Topics and Learning Objectives for this HackerBox:

• Setting up multiple battery-powered microcontroller nodes
• Loading and modifying programs in the Arduino IDE
• Using passive infrared motion detectors
• Transmitting and receiving wireless messages
• Implementing wireless communication network topologies
• Using Servo Motors and LEDs for simple animatronics
• Accessing USB storage devices from your projects

HackerBoxes is the monthly subscription box service for DIY electronics and computer technology. We are hobbyists, makers, and experimenters. Hack the Planet!

• HackerBoxes #0011 Collectable Reference Card
• Three Arduino Pro Mini Modules
• Three 9V Battery Clip Leads
• Two 315Mhz Radio Frequency Data Transmitters
• Two 315Mhz Radio Frequency Data Receivers
• USB Serial Module (CH340)
• Passive Infrared Motion Sensor (HC-SR501)
• Two MAX7219 8x8 LED Matrix Modules
• SG90 Micro Servo
• Two-Channel Relay Module
• 40 DuPont Female-Female Jumper Wires
• USB Drive Read/Write Module (CH376S)
• Headless Skeleton USB Flash Drive 4GB
• Speaker (8ohm, 5cm)
• Audio Jack 3.5mm
• Two Passive Piezo Buzzers
• Ten Mini-PCB Addressable RGB LEDs (WS2812B)
• Exclusive BitHead Lapel Pin
• Exclusive HAX0R TREAT Decal

Some other things that will be helpful:

• Basic soldering and prototyping tools
• Three 9V batteries
• Electrical tape or heat-shrink tubing
• Hot glue gun or other adhesive
• Arduino Integrated Development Environment (IDE) [download]

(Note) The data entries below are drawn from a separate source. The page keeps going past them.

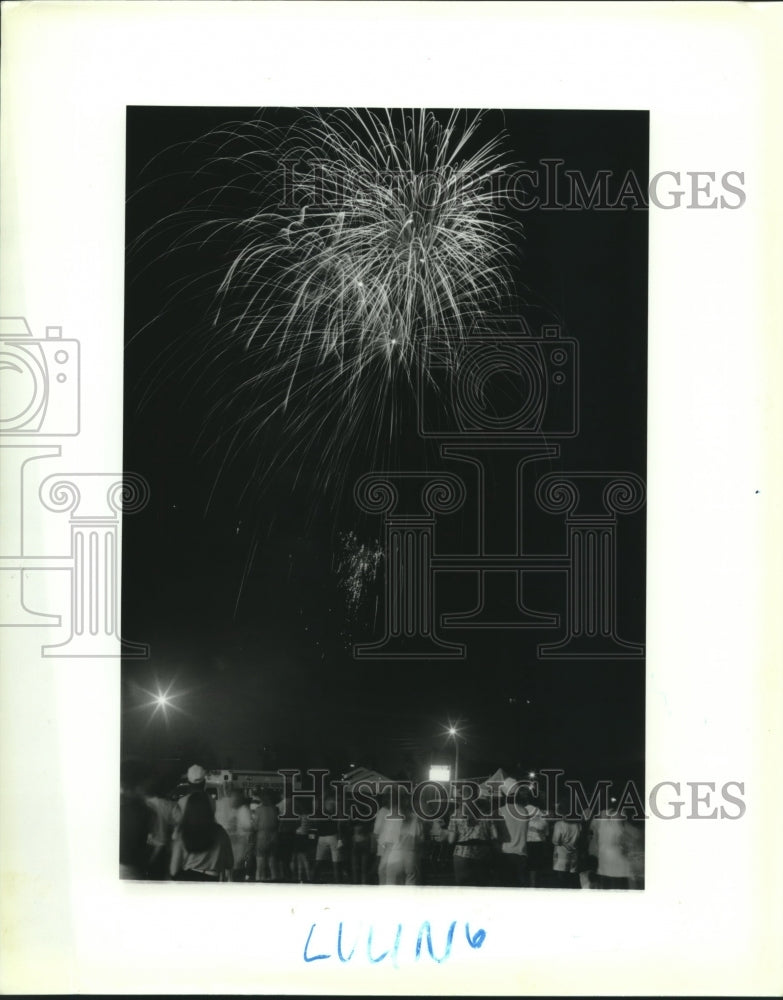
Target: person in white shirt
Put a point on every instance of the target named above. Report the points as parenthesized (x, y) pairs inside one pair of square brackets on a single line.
[(386, 832), (233, 814), (566, 840), (517, 813), (608, 842)]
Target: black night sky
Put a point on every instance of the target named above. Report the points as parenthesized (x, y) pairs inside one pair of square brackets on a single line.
[(257, 651)]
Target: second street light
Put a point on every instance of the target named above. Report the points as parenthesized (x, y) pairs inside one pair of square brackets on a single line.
[(454, 732)]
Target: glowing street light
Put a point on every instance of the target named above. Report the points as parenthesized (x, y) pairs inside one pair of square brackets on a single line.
[(454, 733)]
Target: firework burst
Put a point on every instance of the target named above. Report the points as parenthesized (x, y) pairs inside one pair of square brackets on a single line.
[(357, 567), (374, 241), (397, 246)]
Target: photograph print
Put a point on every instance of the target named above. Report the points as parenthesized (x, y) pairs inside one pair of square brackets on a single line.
[(385, 392)]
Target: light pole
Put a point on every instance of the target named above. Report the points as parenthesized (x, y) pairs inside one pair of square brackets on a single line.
[(453, 732)]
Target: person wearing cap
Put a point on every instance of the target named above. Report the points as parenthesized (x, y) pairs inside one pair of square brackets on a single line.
[(517, 813), (197, 780)]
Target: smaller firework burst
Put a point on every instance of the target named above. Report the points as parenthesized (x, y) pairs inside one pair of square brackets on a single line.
[(357, 567)]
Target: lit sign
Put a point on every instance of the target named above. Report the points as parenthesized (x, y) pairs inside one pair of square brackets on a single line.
[(439, 772)]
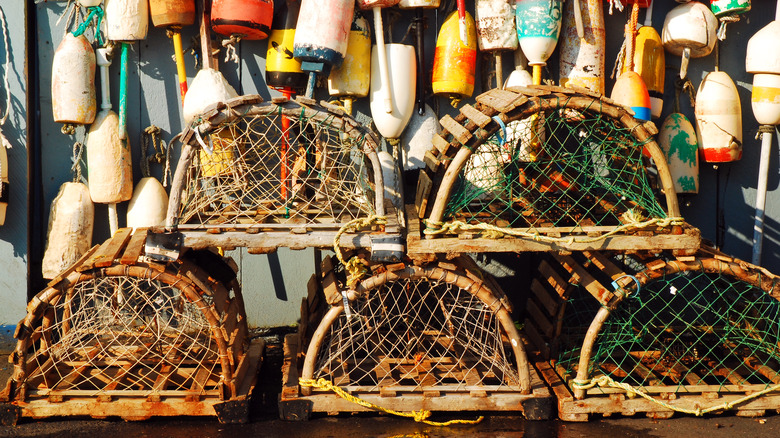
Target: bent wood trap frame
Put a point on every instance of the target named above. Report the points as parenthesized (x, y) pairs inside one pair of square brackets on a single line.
[(153, 339)]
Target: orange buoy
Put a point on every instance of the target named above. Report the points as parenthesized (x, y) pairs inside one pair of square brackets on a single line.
[(73, 81), (455, 63), (630, 91), (248, 19), (719, 118)]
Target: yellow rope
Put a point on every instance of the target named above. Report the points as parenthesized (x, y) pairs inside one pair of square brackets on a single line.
[(355, 267), (631, 391), (420, 416), (490, 231)]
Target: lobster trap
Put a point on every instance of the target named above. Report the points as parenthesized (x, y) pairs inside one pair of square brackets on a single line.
[(438, 337), (547, 168), (264, 175), (695, 335), (120, 335)]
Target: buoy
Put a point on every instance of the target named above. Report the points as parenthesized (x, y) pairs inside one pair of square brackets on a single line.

Most importantly, you will need a sense of adventure, DIY spirit, and hacker curiosity. Hardcore hobbyist electronics isn't always easy, but when you persist and enjoy the adventure, a great deal of satisfaction may be derived from persevering and getting your projects working. Just take each step slowly, mind the details, and don't hesitate to ask for help.

Halloween, or related Fall harvest festivals, are celebrated in different ways among various cultures around the world. Wikipedia has an amazingly detailed entry on the subject, which lists among typical Halloween activities: playing pranks. Even if you do not celebrate Halloween, these projects should provide plenty of fodder for pranking or surprising your friends and family for a birthday, other celebration, or just for fun!

The technology behind this month's pranking includes a simple platform for a peer-to-peer or ad hoc wireless signaling network. We will be working with three identical Arduino Pro Mini microcontroller "nodes" as well as two RF transmitters and two matching RF receivers for setting up wireless signaling between the processor nodes.

The Arduino Pro Mini is a microcontroller board based on the ATmega328. We are using the 5V/16MHz variety. The Pro Mini was originally designed by SparkFun Electronics and has become quite popular thanks to its tiny footprint. While less than one square inch in area, the Pro Mini features 14 digital input/output pins, six analog inputs, a crystal oscillator, a voltage regulator, and a reset button.

Because the Arduino Pro Mini was intended for integration into other systems, it arrives without pre-mounted headers, allowing the use of various types of connectors or direct soldering of wires. For our purposes here, we will be interfacing the Pro Mini using female DuPont jumper wires, so we will start by vary carefully soldering in the provided header pins.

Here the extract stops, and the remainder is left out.